If it has been determined that some degree of surgery is required to treat the breast cancer, the radiologist plays a key role in planning the surgery. Additional imaging may be required, possibly an MRI scan. One of the advantages of MR images is the ability to more clearly see the 'extent' of a given best cancer. Most importantly, the surgeon and radiologist want to gain a clear understanding of exactly where the malignant tissue is, and how best to make sure that all of it is removed. Sometimes the wording of the ultrasound or mammogram report can be a little bit ambiguous, so the surgeon may ask the radiologist to clarify the exact location of the tumor. The surgeon also needs to know if the tumor is something like a small lump that can completely removed, or if it might be multifocal. They might also ask the radiologist to clarifity exactly where the edges of the tumor are. The surgeons need to decide if they can do a small procedure and remove a small amount of tissue, or whether they need to remove a lot of tissue. In other words, do they need to remove the entire breast or can it be conserved. These are important discussions between the surgeon and radiologist.
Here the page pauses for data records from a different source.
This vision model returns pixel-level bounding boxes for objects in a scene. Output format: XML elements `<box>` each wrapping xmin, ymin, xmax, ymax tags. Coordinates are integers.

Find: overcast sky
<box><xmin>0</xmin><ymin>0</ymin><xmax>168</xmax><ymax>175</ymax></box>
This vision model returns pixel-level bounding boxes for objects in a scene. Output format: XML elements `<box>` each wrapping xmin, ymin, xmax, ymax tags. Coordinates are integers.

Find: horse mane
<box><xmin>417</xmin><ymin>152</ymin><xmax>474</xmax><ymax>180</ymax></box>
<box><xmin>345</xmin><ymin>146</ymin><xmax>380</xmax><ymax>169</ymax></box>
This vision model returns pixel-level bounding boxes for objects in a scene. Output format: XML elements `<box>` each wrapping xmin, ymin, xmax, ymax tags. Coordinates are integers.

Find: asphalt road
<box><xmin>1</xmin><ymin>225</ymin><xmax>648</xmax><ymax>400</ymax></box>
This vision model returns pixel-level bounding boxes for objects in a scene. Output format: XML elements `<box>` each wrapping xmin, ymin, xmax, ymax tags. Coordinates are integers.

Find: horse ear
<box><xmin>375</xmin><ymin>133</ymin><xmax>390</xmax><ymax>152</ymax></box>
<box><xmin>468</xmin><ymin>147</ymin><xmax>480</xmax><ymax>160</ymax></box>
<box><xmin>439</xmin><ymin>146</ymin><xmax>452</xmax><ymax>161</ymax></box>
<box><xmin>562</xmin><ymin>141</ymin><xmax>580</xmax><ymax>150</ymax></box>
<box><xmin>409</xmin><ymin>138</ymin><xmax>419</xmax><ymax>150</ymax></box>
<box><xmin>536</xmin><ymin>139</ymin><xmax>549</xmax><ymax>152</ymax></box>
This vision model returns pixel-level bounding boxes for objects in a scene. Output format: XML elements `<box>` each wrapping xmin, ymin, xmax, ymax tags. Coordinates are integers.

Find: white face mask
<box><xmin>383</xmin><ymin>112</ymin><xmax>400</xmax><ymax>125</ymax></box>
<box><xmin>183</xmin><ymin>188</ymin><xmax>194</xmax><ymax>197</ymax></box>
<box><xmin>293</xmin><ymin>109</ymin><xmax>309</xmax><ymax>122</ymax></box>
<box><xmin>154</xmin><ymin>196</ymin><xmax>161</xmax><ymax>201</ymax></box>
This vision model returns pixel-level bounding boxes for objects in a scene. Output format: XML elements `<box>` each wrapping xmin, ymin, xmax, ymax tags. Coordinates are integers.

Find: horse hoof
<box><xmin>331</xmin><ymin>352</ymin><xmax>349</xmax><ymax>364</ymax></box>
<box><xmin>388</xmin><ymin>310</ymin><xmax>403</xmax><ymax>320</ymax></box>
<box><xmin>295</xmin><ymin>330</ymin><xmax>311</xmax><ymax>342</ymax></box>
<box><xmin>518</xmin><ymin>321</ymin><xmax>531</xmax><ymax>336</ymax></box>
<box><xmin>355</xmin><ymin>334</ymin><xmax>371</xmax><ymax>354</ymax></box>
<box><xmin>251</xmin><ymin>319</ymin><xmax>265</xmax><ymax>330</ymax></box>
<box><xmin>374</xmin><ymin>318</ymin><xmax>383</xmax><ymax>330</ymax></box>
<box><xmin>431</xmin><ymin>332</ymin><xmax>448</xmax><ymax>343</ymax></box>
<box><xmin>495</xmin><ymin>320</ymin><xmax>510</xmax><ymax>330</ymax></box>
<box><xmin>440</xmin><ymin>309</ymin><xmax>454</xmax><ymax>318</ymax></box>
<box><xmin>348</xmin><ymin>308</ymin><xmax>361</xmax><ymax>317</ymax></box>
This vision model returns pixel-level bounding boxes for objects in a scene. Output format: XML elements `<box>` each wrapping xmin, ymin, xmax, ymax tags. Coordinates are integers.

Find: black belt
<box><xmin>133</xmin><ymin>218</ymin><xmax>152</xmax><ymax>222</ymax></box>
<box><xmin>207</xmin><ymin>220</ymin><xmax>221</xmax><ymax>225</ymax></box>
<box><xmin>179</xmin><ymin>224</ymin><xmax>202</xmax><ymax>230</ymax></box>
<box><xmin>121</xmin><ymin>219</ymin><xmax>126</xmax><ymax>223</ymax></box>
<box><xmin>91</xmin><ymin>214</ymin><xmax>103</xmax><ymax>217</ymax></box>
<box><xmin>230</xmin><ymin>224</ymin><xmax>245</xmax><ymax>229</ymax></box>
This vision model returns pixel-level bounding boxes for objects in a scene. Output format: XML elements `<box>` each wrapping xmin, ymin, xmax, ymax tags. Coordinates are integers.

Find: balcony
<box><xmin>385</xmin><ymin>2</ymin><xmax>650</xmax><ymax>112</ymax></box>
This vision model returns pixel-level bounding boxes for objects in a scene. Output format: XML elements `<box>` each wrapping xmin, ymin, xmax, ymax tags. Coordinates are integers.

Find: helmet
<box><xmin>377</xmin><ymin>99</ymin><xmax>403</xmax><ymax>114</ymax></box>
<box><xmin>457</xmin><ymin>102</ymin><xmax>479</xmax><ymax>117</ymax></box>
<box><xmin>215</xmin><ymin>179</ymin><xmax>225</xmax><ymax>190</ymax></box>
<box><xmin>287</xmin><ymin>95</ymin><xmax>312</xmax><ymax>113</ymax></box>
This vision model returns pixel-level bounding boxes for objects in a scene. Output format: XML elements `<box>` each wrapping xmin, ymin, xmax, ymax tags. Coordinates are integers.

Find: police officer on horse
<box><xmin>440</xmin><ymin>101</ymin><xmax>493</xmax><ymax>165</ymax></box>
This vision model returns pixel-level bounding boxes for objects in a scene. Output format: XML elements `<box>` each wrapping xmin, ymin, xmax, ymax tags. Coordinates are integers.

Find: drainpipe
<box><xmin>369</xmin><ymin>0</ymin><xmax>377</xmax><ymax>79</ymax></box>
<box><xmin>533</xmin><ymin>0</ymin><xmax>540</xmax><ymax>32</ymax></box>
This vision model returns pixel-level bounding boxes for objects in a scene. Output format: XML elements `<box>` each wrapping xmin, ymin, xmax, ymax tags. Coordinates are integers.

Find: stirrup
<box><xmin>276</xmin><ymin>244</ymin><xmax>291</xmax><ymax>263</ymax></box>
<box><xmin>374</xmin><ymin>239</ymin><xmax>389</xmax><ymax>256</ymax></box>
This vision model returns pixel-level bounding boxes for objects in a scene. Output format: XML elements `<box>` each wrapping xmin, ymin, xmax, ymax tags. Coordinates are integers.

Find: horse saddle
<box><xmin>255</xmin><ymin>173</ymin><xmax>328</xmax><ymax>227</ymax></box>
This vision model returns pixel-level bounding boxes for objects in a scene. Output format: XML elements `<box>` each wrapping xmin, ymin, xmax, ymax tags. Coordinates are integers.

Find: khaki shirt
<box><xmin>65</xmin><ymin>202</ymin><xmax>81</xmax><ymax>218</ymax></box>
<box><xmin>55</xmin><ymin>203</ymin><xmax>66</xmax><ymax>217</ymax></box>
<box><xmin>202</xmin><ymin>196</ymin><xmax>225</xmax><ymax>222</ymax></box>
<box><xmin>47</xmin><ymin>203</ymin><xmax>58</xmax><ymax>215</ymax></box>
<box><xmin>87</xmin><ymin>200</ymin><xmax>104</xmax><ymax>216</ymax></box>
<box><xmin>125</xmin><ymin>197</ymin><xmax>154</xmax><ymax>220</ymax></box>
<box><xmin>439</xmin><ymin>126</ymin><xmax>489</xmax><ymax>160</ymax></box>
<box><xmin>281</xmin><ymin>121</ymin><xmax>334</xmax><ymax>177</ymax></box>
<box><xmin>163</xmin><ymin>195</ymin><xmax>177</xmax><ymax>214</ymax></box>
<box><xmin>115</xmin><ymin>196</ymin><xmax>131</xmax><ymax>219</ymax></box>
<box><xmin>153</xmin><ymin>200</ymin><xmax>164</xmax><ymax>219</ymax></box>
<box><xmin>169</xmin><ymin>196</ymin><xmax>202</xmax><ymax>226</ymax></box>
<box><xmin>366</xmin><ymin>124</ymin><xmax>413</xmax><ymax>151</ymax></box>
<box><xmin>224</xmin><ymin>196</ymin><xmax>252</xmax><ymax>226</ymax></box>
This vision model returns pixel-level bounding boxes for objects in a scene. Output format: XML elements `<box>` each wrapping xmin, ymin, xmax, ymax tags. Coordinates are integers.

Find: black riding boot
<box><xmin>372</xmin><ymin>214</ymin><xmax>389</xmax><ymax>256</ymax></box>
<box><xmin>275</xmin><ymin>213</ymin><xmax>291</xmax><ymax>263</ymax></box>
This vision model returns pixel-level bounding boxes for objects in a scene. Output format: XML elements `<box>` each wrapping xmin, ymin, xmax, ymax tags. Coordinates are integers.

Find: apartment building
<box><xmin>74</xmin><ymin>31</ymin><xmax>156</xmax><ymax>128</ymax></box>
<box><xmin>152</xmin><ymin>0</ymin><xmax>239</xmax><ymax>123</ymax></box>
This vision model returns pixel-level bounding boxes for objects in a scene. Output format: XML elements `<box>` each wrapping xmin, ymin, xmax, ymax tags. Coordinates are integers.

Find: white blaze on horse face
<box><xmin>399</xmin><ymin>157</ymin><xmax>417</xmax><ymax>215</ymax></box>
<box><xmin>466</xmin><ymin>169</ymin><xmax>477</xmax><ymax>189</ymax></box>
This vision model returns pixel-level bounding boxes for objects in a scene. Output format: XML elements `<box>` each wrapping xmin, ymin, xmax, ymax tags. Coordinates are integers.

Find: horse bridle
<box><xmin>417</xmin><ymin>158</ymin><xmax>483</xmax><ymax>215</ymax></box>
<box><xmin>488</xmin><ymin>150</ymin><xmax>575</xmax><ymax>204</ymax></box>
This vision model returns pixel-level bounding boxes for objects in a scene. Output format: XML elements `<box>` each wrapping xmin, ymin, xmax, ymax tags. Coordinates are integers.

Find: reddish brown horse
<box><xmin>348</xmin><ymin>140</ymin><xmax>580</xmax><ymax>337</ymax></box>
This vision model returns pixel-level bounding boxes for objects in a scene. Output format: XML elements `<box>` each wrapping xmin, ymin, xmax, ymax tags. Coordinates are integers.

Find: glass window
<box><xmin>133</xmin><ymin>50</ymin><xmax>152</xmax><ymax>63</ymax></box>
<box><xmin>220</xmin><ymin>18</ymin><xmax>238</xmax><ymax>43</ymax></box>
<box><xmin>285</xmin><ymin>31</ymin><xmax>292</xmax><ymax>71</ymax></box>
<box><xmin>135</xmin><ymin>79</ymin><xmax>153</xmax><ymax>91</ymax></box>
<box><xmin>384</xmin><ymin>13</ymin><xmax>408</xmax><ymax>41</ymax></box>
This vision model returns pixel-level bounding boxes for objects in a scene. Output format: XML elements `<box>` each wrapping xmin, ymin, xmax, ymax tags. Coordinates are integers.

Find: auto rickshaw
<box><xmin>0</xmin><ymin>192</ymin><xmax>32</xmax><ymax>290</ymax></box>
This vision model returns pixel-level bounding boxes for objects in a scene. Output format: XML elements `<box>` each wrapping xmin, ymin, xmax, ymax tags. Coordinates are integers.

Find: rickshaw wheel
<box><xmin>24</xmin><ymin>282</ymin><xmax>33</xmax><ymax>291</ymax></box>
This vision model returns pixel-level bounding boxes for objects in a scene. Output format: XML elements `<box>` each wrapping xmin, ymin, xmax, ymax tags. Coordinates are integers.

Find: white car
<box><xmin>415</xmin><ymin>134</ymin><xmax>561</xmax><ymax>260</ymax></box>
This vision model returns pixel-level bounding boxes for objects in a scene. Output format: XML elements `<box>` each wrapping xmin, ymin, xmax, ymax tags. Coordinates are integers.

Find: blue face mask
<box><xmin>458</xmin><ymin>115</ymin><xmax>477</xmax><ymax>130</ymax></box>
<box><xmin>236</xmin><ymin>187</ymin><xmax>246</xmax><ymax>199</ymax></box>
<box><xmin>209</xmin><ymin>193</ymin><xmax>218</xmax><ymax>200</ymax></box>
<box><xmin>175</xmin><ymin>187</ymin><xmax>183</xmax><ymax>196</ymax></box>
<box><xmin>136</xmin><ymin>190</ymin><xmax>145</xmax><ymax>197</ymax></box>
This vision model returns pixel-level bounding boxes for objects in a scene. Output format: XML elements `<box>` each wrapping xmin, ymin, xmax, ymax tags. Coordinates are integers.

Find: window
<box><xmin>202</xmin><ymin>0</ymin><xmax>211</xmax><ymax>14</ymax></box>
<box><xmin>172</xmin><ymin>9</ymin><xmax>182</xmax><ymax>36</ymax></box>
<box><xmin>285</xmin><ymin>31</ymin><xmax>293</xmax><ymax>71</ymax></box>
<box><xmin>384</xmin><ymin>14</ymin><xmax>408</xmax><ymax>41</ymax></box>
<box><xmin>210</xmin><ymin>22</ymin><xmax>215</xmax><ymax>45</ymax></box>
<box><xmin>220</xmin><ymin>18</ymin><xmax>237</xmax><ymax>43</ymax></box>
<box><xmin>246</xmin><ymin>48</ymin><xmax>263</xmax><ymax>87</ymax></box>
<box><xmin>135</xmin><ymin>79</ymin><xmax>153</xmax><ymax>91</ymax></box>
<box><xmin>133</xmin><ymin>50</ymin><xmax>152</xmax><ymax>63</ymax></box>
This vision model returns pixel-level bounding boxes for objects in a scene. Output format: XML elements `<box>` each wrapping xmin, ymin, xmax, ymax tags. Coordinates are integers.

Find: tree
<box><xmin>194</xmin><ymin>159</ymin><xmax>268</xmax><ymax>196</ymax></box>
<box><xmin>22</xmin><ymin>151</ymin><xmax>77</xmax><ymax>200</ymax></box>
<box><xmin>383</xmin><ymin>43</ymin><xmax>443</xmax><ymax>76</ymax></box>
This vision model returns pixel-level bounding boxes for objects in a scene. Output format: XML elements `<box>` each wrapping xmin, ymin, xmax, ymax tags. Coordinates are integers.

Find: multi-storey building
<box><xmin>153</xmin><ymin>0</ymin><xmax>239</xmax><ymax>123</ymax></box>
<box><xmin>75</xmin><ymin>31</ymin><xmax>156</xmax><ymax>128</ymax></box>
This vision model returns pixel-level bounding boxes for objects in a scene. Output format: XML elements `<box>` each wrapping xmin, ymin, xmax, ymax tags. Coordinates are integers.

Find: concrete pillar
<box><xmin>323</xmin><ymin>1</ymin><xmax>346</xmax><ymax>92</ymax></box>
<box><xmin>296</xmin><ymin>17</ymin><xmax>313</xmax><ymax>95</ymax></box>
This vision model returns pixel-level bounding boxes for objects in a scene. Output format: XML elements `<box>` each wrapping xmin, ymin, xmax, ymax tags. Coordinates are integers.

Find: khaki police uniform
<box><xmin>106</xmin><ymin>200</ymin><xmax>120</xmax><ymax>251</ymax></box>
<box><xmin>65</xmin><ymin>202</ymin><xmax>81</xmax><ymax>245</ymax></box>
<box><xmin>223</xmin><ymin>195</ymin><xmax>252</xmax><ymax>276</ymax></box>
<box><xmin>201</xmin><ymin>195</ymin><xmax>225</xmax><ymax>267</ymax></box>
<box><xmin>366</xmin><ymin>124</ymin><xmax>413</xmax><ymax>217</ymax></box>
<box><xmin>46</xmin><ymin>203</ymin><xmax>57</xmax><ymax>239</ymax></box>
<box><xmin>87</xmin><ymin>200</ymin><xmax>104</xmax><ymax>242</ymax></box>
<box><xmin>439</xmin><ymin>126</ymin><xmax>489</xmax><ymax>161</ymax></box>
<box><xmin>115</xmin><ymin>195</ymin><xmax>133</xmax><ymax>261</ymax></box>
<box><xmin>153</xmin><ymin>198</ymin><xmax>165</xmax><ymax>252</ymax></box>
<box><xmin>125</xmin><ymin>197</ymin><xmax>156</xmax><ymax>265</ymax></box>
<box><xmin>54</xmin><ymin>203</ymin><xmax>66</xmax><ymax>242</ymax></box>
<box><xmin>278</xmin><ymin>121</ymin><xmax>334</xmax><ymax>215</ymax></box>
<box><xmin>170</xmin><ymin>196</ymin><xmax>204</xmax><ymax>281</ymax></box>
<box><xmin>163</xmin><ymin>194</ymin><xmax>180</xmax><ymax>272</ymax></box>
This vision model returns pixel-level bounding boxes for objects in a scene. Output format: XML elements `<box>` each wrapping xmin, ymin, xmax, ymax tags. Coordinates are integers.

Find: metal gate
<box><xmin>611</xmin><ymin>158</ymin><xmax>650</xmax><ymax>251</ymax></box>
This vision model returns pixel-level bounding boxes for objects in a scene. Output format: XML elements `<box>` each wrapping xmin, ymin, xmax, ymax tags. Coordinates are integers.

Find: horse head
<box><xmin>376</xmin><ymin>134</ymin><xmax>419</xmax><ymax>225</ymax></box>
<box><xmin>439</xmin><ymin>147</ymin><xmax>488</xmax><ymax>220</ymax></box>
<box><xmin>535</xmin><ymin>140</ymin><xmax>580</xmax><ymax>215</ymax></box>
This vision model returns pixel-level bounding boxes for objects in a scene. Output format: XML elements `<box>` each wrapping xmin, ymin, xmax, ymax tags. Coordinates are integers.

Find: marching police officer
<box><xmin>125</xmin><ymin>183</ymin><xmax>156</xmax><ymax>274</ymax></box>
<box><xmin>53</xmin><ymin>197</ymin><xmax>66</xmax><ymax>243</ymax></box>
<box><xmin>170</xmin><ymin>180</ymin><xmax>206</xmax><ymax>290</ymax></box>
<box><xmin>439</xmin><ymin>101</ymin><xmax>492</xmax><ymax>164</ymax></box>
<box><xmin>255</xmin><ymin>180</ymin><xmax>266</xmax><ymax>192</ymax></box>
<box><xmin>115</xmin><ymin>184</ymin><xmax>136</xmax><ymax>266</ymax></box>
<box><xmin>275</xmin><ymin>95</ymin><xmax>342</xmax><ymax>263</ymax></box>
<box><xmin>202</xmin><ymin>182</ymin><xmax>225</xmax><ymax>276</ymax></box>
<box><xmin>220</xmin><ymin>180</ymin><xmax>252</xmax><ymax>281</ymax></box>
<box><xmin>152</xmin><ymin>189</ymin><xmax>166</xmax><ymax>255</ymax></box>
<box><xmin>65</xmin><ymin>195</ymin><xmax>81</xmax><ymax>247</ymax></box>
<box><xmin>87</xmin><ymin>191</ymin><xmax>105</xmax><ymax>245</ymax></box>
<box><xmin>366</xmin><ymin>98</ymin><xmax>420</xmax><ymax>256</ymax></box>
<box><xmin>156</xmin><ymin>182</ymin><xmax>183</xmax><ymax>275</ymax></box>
Once the primary treatment of the breast tumor has taken place, for example by mastectomy or breast conservaing surgery, there will still be some involvement with the radiologist during follow-up. Where mastecomy was given, a follow-up mammogram will still be performed on the remaining breast on a yearly basis. (Sometimes a follow-up mammogram is called a 'diagnostic mammogram'). For women in which their breast cancer was treated by lumpectomy or breast conserving surgery, the radiologist will usually interpret a follow-up mammogram pefformed after six months, and usually every six to 12 months after that. If radiotherapy was given, a mammogram will likely be taken and interpreted by the radiologist after six months in order to check for local cancer recurrence.
Quite a lot of research interest in breast cancer radiology these days centers around the use of 'computer aided' detection systems for breast cancers. Essentially, these programs operate with a simple 'artificial intelligence' which compares measured parameters of the scanned breast tumor to a database of known diagnostic results for previously scanned tumors. Generally speaking, the computer aided detection system has proven to be useful as a 'second-opinion', but is not suitable to provide the sole interpretation of the breast X-ray or other image. CAD systems are really not that much help to an experienced breast cancer radiologist, but can be quite benefitial for inexperienced radiologists, or perhaps in more remote settings where breast cancer may not be the primary area of expertise for the attending radiologist. Using computer aided detection systems has tended to result in a higher 'recall' rate for screening patients. Computer-suggested interpretations can often 'psych-out' a less experienced radiologist, resulting in many more biopsies than are really necessary. Incidently, the rate of accurate radiologically detected breast cancer is usually around 91% or higher.